In 1968, Frenkel founded The Science Fiction Forum at the State University of New York at Stony Brook, a student-run organization which continues to operate a large lending library of science fiction, fantasy, and horror books. He was the publisher of Bluejay Books, an independent trade publisher of the mid-1980s. Bluejay Books published Gardner Dozois's The Year's Best Science Fiction for three years. He also was the packager of The Year's Best Fantasy and Horror series edited by Ellen Datlow and Terri Windling (for sixteen years) and then Ellen Datlow and Kelly Link & Gavin J. Grant (for five years).
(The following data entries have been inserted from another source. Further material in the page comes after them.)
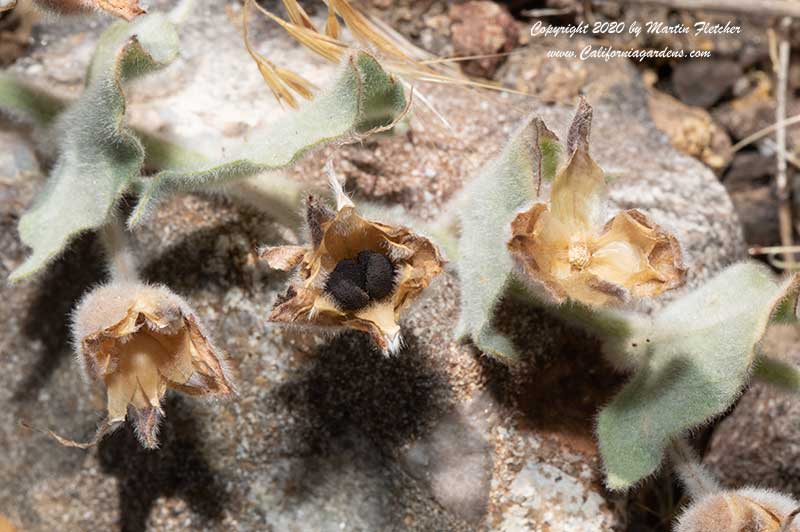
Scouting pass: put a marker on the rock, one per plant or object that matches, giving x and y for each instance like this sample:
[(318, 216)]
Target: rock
[(757, 444), (704, 83), (750, 112), (749, 182), (326, 433), (690, 129), (482, 28), (15, 32)]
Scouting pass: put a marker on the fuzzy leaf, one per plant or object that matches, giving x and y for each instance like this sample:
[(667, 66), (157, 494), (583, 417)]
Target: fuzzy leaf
[(489, 204), (28, 104), (778, 373), (364, 97), (695, 357), (98, 155)]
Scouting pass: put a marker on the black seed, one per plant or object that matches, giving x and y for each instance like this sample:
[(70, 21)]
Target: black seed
[(378, 272), (348, 269), (346, 285), (348, 296)]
In July 2013, Frenkel left Tor after two complaints about sexual harassment at WisCon, a feminist science fiction convention where he had been a regular attendee and presenter, and (in 1994) a Guest of Honor. Frenkel was subsequently permanently banned from attending the convention, with science fiction editor Michi Trota describing Frenkel as "someone who has been an industry missing stair for decades." However, in 2017, he was on the convention committee of Odyssey Con, a different science fiction convention also held in Madison, and scheduled as a presenter, prompting several authors (one of whom claimed to have had unpleasant experiences with Frenkel in the past) to withdraw from the convention.